Awesome

Hybrid Ranking Network for Text-to-SQL

Code for our paper Hybrid Ranking Network for Text-to-SQL

Environment Setup

Python 3.8
Pytorch 1.7.1 or higher
pip install -r requirements.txt

We can also run experiments with docker image: docker build -t hydranet -f Dockerfile .

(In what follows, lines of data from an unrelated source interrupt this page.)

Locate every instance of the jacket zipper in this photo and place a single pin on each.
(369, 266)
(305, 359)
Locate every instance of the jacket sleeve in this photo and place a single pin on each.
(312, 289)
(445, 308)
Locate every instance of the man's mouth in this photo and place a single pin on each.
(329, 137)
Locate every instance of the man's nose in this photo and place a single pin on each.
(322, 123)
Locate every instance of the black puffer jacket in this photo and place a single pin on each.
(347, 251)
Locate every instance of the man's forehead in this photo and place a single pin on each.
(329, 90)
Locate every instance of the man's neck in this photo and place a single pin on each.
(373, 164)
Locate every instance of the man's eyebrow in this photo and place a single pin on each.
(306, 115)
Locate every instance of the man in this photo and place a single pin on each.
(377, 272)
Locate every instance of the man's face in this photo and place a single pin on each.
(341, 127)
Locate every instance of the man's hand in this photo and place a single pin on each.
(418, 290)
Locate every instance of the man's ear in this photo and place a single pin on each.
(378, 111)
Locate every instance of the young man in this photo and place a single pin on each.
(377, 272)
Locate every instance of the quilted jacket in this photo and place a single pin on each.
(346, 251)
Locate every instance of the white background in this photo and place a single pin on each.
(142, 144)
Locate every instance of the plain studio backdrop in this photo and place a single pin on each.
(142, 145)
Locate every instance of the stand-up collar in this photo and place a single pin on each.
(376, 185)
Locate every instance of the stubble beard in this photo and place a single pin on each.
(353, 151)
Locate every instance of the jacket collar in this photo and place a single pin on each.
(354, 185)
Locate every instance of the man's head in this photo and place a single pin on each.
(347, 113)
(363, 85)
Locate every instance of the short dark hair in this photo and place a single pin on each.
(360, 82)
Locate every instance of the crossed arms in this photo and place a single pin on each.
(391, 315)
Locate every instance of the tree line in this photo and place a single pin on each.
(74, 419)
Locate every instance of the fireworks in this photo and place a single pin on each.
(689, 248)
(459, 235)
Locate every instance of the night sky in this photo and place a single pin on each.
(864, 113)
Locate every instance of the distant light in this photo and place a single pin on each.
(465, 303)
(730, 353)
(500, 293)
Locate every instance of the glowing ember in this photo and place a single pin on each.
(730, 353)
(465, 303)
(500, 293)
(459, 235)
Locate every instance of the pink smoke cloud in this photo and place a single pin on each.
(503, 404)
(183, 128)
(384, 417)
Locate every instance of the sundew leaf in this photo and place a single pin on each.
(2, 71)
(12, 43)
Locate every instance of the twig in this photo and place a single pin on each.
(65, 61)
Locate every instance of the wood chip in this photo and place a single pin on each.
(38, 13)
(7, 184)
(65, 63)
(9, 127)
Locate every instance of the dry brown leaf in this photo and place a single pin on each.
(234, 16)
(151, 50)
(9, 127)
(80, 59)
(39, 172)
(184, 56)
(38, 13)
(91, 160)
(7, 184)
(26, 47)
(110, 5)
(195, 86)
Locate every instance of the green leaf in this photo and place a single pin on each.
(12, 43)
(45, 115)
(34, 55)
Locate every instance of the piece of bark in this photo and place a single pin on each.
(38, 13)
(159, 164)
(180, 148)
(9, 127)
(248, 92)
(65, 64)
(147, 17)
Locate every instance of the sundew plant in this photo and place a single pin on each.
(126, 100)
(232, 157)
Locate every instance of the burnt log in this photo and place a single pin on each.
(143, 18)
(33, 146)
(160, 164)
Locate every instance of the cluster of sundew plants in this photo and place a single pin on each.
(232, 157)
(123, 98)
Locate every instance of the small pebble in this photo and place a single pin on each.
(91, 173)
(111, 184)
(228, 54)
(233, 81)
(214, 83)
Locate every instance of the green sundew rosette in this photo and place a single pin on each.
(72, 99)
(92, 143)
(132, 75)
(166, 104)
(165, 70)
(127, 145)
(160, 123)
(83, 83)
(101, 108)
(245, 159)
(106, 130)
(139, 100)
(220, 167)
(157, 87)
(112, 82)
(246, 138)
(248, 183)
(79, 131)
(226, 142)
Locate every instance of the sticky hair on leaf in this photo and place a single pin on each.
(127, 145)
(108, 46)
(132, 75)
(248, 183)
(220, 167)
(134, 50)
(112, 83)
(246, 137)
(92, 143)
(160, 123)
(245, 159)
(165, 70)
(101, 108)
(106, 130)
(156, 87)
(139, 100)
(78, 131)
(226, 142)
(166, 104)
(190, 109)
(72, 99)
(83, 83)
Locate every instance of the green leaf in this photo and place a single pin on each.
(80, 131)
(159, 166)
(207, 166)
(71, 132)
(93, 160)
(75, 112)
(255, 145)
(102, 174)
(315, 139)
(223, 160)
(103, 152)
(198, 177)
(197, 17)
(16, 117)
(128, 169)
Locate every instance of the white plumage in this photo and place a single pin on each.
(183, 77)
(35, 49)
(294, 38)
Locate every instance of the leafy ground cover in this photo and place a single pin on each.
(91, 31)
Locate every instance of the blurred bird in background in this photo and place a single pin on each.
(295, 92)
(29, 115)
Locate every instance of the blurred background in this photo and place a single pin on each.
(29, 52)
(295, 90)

The built image above contains processed data and is ready for training and evaluation.

Data Preprocessing

Create data folder and output folder first: mkdir data && mkdir output
Clone WikiSQL repo: git clone https://github.com/salesforce/WikiSQL && tar xvjf WikiSQL/data.tar.bz2 -C WikiSQL
Preprocess data: python wikisql_gendata.py

Training

Run python main.py train --conf conf/wikisql.conf --gpu 0,1,2,3 --note "some note".
Model will be saved to output folder, named by training start datetime.

Evaluation

Modify model, input and output settings in wikisql_prediction.py and run it.
Run WikiSQL evaluation script to get official numbers: cd WikiSQL && python evaluate.py data/test.jsonl data/test.db ../output/test_out.jsonl

Note: the WikiSQL evaluation script will encounter error when running in Windows system. Hence we included the fixed version for Windows User (run in root folder): python wikisql_evaluate.py WikiSQL/data/test.jsonl WikiSQL/data/test.db output/test_out.jsonl

Trained Model

Trained model that can reproduce reported number on WikiSQL leaderboard is attached in the releases (see under "Releases" in the right column). Model prediction outputs are also attached.